Wir nehmen den Ley beim Wort und fordern ...

"Nicht jeder Betriebsführer, der aus wirtschaftlichen Erwägungen einen Wunsch der Belegschaft abschlägt, sei gleich ein Reaktionär" (Dr. Ley im Siemenswerk zu den Vertrauensratswahlen.)

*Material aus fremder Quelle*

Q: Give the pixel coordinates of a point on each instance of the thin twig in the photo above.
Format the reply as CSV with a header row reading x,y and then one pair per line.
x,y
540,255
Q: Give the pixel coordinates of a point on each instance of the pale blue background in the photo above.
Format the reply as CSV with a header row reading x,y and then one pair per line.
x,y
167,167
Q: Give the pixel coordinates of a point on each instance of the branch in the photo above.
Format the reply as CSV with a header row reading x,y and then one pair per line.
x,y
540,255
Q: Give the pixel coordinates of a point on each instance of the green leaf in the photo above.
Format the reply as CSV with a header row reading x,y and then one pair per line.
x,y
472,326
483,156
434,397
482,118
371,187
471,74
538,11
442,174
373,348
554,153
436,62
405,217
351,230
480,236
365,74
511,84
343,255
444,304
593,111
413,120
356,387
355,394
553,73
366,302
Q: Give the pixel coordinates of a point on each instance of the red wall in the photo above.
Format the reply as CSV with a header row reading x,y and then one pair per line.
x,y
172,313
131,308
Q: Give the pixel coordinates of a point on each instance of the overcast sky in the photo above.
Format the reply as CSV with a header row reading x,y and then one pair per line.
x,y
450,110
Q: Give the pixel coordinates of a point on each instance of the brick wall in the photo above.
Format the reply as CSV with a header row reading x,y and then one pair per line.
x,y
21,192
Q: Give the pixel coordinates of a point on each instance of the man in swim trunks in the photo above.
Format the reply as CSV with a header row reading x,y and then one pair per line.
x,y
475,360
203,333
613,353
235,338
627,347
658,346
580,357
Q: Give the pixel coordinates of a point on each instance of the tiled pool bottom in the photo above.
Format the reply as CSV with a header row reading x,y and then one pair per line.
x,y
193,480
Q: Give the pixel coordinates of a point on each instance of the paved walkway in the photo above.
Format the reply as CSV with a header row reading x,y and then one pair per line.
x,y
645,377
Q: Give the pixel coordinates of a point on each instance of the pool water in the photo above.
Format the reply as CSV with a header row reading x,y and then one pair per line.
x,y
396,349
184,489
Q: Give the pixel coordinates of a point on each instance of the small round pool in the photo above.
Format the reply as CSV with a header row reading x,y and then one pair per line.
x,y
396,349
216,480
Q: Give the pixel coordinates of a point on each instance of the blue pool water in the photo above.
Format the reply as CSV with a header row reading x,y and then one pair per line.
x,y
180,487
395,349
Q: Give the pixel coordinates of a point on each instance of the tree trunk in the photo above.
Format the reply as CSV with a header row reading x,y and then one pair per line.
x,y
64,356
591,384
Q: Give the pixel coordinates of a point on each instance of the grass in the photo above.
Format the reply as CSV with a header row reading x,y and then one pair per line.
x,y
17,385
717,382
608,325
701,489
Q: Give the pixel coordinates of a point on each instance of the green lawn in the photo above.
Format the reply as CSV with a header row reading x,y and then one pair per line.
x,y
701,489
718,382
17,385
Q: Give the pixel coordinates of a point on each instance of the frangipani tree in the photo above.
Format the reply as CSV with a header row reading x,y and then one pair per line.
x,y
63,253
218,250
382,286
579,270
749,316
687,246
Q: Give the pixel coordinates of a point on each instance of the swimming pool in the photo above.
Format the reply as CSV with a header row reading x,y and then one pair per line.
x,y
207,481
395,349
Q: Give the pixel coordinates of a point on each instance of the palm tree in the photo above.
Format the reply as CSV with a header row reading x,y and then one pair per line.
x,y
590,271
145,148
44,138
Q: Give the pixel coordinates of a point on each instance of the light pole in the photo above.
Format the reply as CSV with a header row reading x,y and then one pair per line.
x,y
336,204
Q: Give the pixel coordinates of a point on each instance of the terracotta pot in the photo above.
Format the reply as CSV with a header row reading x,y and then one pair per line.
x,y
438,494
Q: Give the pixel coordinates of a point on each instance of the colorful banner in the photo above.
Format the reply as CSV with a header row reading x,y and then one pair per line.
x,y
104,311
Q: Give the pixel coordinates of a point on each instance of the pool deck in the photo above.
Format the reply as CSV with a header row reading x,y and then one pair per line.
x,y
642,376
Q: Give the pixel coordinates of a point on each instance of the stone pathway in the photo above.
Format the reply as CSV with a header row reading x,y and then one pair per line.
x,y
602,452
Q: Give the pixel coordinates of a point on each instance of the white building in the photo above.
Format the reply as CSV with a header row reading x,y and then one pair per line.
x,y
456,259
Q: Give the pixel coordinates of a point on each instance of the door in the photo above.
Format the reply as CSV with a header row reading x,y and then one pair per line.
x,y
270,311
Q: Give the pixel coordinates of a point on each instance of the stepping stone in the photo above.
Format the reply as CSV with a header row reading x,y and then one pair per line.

Sonderbar. Um die gleiche Zeit, da die Wuppertaler Textilbarone die Akkordlöhne drücken, die M.-Gladbacher Textilproleten infolge der Verarbeitung von Ersatzstoffen 6-8 Pfennig Verlust pro Stunde an ihren Akkordlöhnen erleiden, einzelne Solinger Metallbetriebe den direkten Lohnraub bereits durchgeführt haben, bzw. es gerade versuchen, die Phönixarbeiter in Düsseldorf bereits seit dem ersten März um 54 Pfennig Lohn pro Stunde beraubt wurden, gerade um dieselbe bringt die Tagespresse fast täglich in ihrem Handelsteil Meldungen über steigende Gewinne der verschiedensten Unternehmen. Nicht genug damit, schütten eben dieselben Betriebe in diesem Jahre eine hohe Dividende aus, was im vergangenen Jahre nicht überall der Fall war. Oder aber die diesjährigen Dividenden übersteigen die des vergangenen Jahres um ein Beträchtliches.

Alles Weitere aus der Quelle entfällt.